GMA may have committed treason
AS I WRECK THIS CHAIR By William M. Esposo
The Philippine Star 2008-03-02
When it rains it pours. The ‘luckiest bitch’ — as one of her allies called Gloria Macapagal Arroyo (GMA) — seems to have run out of lucky breaks. By all indications, her woes threaten to escalate from charges of corruption to treason. That’s right — treason — the highest crime a public official can commit.

GMA unilaterally violated an agreement with our ASEAN neighbors by allowing China to operate in the Spratlys. And from that Spratlys deal, arose such controversies as the Northrail, Southrail, NBN-ZTE and CyberEd projects.

I recommend that you visit the blog of my favorite ANC male host, Ricky Carandang (Korina Sanchez is my favorite female ANC host), at for his article titled “Treason!” Ricky’s blog narrates an incisive perspective, links and timelines that show how Philippine territory has actually been already ceded to China.

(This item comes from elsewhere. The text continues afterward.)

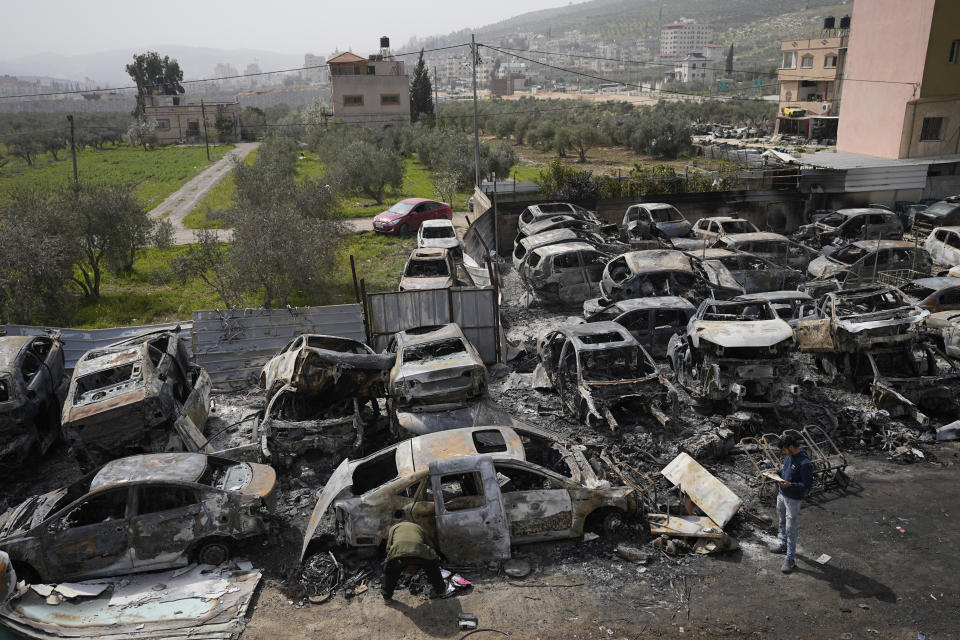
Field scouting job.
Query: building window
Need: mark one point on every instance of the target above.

GMA uses her classic euphemisms in justifying the opening of the Philippine Spratlys claim to China, calling it “mutual development.” Her previous well-rehearsed spins (used to justify her many questionable deals), unfortunately for her, have already turned away many Filipinos from ever believing anything she says.

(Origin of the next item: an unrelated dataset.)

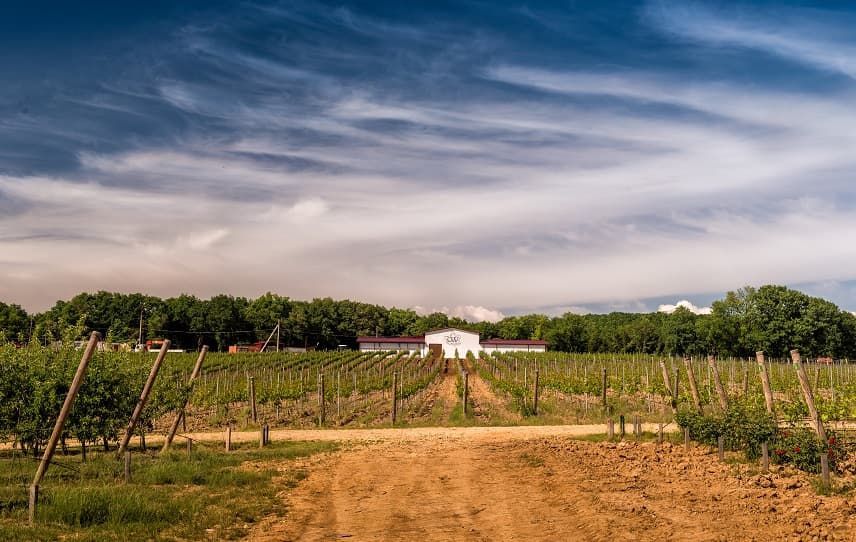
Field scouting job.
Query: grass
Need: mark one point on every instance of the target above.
(206, 494)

Forging a mutual development pact with China for the Spratlys violates an agreement with our other ASEAN neighbors who have also placed claims to the oil and gas rich territory. All this, she did for $8 billion worth of Official Development Assistance (ODA), payable at $2 billion per year.

“Aside from angering our neighbors and potentially undermining regional stability, Arroyo’s action may also be illegal. Ombudsman Merceditas Gutierrez — who was then acting Justice Secretary — told former Senator Frank Drilon, who was then allied with the administration, that she believed that the deal violated the Constitution, because while it was a deal between the state owned oil firms (PNOC of the Philippines and CNOOC of China) of the two countries, it implicitly gave China access to our oil reserves. Officers of the Foreign Affairs Department were also upset because the deal effectively strengthened China and Vietnam’s claim to the Spratlys,” Ricky Carandang wrote.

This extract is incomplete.